The hot new sex toy of the summer: sliding glass doors.
Hot new sex toy of the summer: sliding glass doors. LSOphoto/Getty Images

Are gay guys hooking up with randos on Grindr this Pride? Depends on who you ask.

"Luckily I really like jerking off and doing it with other people. While I haven't been doing it a lot, I have done it some," says Luke, a 40-year-old former engineer living in the suburbs of Seattle.

Luke lives in a house that has a kitchen/living room wall that's all windows, with a sliding glass door. "Early on in the COVID crisis I had a friend come over and did not even go outside. He was under the awning on my patio and we just jerked off for each other, and came all over both sides of the window. And then he went home and I had a lot of come to clean up.
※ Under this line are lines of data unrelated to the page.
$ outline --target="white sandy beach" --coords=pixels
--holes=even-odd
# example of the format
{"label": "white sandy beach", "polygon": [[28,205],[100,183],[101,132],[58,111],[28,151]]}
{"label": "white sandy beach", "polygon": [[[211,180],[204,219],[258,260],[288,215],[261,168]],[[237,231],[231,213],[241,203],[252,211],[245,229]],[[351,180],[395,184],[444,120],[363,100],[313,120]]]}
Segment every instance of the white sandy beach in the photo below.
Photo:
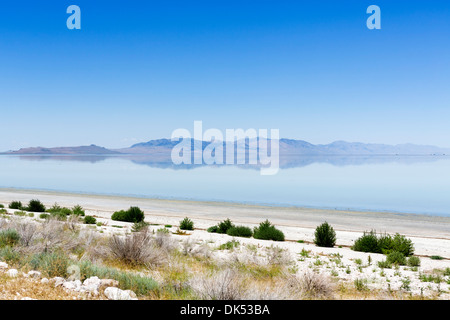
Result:
{"label": "white sandy beach", "polygon": [[416,255],[439,255],[450,259],[450,217],[0,189],[0,203],[5,205],[13,200],[27,203],[34,198],[47,207],[55,202],[67,207],[80,204],[89,214],[105,219],[115,211],[139,206],[145,212],[147,222],[177,225],[180,219],[189,217],[195,222],[196,229],[205,230],[227,218],[248,226],[269,219],[285,233],[286,240],[306,243],[313,241],[314,229],[327,221],[336,230],[336,246],[342,246],[345,251],[350,251],[348,247],[364,231],[375,230],[409,237],[415,245]]}
{"label": "white sandy beach", "polygon": [[[158,230],[162,225],[172,225],[170,230],[174,232],[181,219],[189,217],[194,221],[195,230],[189,231],[188,237],[175,233],[173,237],[180,242],[192,241],[198,246],[206,244],[210,248],[217,248],[232,239],[226,234],[206,231],[208,227],[220,221],[229,218],[236,225],[253,227],[269,219],[284,232],[286,241],[275,242],[254,238],[236,238],[236,240],[244,247],[252,245],[260,248],[261,252],[264,252],[264,248],[272,246],[286,250],[296,261],[299,272],[305,272],[316,266],[319,260],[323,260],[320,263],[323,264],[320,272],[326,274],[333,272],[334,276],[346,283],[353,283],[364,278],[367,279],[370,288],[390,292],[402,290],[402,286],[407,281],[408,291],[416,296],[425,294],[436,297],[438,295],[439,299],[450,299],[448,293],[450,282],[437,284],[423,282],[420,279],[423,273],[450,268],[450,217],[0,189],[0,203],[5,207],[11,201],[21,201],[26,204],[31,199],[39,199],[47,207],[55,203],[65,207],[79,204],[85,209],[86,214],[95,216],[97,221],[102,223],[102,226],[96,228],[104,233],[131,231],[131,223],[110,219],[113,212],[128,209],[130,206],[139,206],[144,210],[145,221],[151,223],[150,228],[153,231]],[[318,247],[313,243],[315,228],[324,221],[331,224],[336,231],[337,241],[333,248]],[[353,242],[364,231],[370,230],[379,233],[400,233],[410,238],[415,248],[414,255],[419,256],[421,260],[420,269],[410,270],[404,267],[401,270],[394,268],[381,270],[376,267],[376,264],[378,261],[385,260],[385,255],[353,251],[350,248]],[[302,241],[298,242],[299,240]],[[229,260],[232,253],[226,251],[215,250],[216,259]],[[309,258],[300,256],[303,251],[309,252]],[[337,256],[341,260],[339,265],[333,262]],[[431,256],[440,256],[441,259],[431,259]],[[361,261],[364,267],[359,267],[356,261]],[[158,273],[152,273],[151,276],[156,280],[159,279]]]}

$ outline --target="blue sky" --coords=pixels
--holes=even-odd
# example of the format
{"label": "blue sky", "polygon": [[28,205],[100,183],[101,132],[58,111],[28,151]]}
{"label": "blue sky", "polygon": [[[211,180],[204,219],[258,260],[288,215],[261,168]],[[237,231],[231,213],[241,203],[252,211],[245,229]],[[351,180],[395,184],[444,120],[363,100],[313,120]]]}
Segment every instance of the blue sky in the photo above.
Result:
{"label": "blue sky", "polygon": [[[72,4],[81,30],[66,27]],[[0,151],[126,147],[194,120],[450,147],[449,40],[448,1],[14,1],[0,8]]]}

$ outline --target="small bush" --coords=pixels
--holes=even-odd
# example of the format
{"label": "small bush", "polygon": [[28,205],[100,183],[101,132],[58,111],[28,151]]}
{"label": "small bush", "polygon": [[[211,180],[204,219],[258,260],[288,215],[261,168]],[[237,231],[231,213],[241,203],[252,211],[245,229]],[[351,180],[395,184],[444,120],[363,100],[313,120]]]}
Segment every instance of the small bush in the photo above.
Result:
{"label": "small bush", "polygon": [[188,217],[184,218],[180,222],[180,229],[181,230],[194,230],[194,222],[189,219]]}
{"label": "small bush", "polygon": [[127,211],[116,211],[111,216],[112,220],[125,222],[141,222],[144,218],[144,212],[139,207],[130,207]]}
{"label": "small bush", "polygon": [[39,218],[41,218],[41,219],[48,219],[48,218],[50,218],[50,215],[48,213],[41,213],[39,215]]}
{"label": "small bush", "polygon": [[378,238],[374,231],[369,233],[364,232],[364,234],[356,239],[355,243],[352,246],[352,250],[361,251],[361,252],[373,252],[373,253],[381,253],[381,250],[378,246]]}
{"label": "small bush", "polygon": [[61,211],[61,207],[58,205],[58,203],[55,202],[53,206],[51,208],[48,208],[46,211],[50,213],[59,212]]}
{"label": "small bush", "polygon": [[142,231],[144,228],[147,228],[149,225],[150,224],[145,221],[135,222],[131,227],[131,231],[139,232]]}
{"label": "small bush", "polygon": [[72,213],[77,215],[77,216],[82,216],[82,217],[85,216],[84,209],[78,204],[75,207],[72,208]]}
{"label": "small bush", "polygon": [[261,222],[259,227],[253,229],[253,237],[261,240],[284,241],[284,233],[275,228],[269,220]]}
{"label": "small bush", "polygon": [[231,220],[226,219],[217,225],[217,233],[227,233],[227,231],[233,227],[234,224],[231,222]]}
{"label": "small bush", "polygon": [[392,251],[401,252],[405,257],[409,257],[414,253],[414,246],[411,239],[396,233],[392,239],[390,251],[387,251],[387,253]]}
{"label": "small bush", "polygon": [[245,226],[231,227],[227,230],[227,235],[232,237],[250,238],[253,235],[252,229]]}
{"label": "small bush", "polygon": [[22,210],[22,202],[20,201],[13,201],[9,204],[8,206],[10,209],[17,209],[17,210]]}
{"label": "small bush", "polygon": [[19,233],[14,229],[6,229],[0,232],[0,248],[13,247],[19,240]]}
{"label": "small bush", "polygon": [[405,255],[399,251],[392,251],[386,257],[386,261],[390,264],[404,266],[406,265]]}
{"label": "small bush", "polygon": [[377,236],[375,231],[370,233],[364,232],[364,235],[358,238],[352,249],[362,252],[373,252],[389,254],[391,252],[401,252],[405,257],[411,256],[414,253],[414,246],[410,239],[400,234],[391,236],[383,234]]}
{"label": "small bush", "polygon": [[231,240],[231,241],[228,241],[228,242],[225,242],[225,243],[221,244],[218,247],[218,249],[219,250],[232,250],[234,248],[239,247],[239,245],[240,245],[239,241]]}
{"label": "small bush", "polygon": [[319,247],[334,247],[336,244],[336,232],[327,222],[316,228],[314,243]]}
{"label": "small bush", "polygon": [[42,204],[41,201],[33,199],[30,200],[30,202],[28,202],[26,210],[31,212],[45,212],[45,206]]}
{"label": "small bush", "polygon": [[85,224],[96,224],[97,219],[95,219],[93,216],[85,216],[84,217],[84,223]]}
{"label": "small bush", "polygon": [[34,270],[40,270],[49,278],[67,277],[67,268],[70,265],[69,258],[58,252],[36,254],[29,264]]}
{"label": "small bush", "polygon": [[128,214],[125,210],[116,211],[111,216],[111,220],[114,220],[114,221],[127,221],[127,219],[128,219]]}
{"label": "small bush", "polygon": [[212,227],[209,227],[208,229],[206,229],[206,231],[208,231],[210,233],[217,233],[217,230],[219,230],[218,226],[212,226]]}
{"label": "small bush", "polygon": [[408,258],[407,264],[410,267],[418,267],[418,266],[420,266],[420,258],[411,256]]}
{"label": "small bush", "polygon": [[[45,215],[45,213],[42,213],[41,215]],[[57,212],[52,212],[50,213],[50,216],[53,218],[56,218],[59,221],[66,221],[67,220],[67,214],[65,214],[64,212],[61,211],[57,211]]]}
{"label": "small bush", "polygon": [[378,261],[378,267],[381,269],[390,269],[392,267],[392,264],[387,260]]}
It was super hot. It was crazy hot."

But Luke says he's not hooking up with randos. "Not a lot of new people in the sex realm," he says.

And he's not doing any butt sex.

"The hookups I've had are with friends, hookups I've had before, and we will enjoy jerking off together, or on each other." As he's gotten more comfortable with the idea of the low risk of transmission outdoors, he's gotten bolder about jacking off without the glass door between him and his jack-off partners. But he still does all this jacking off in his backyard, ideally six feet away from whichever buddy is with him.

He also says he's sexting more. "I send out way more explicit pictures and videos now. I give fewer fucks now." He adds that, at least among people he knows, all of whom are working at home right now, "Everybody's jerking off all day. And that's interesting."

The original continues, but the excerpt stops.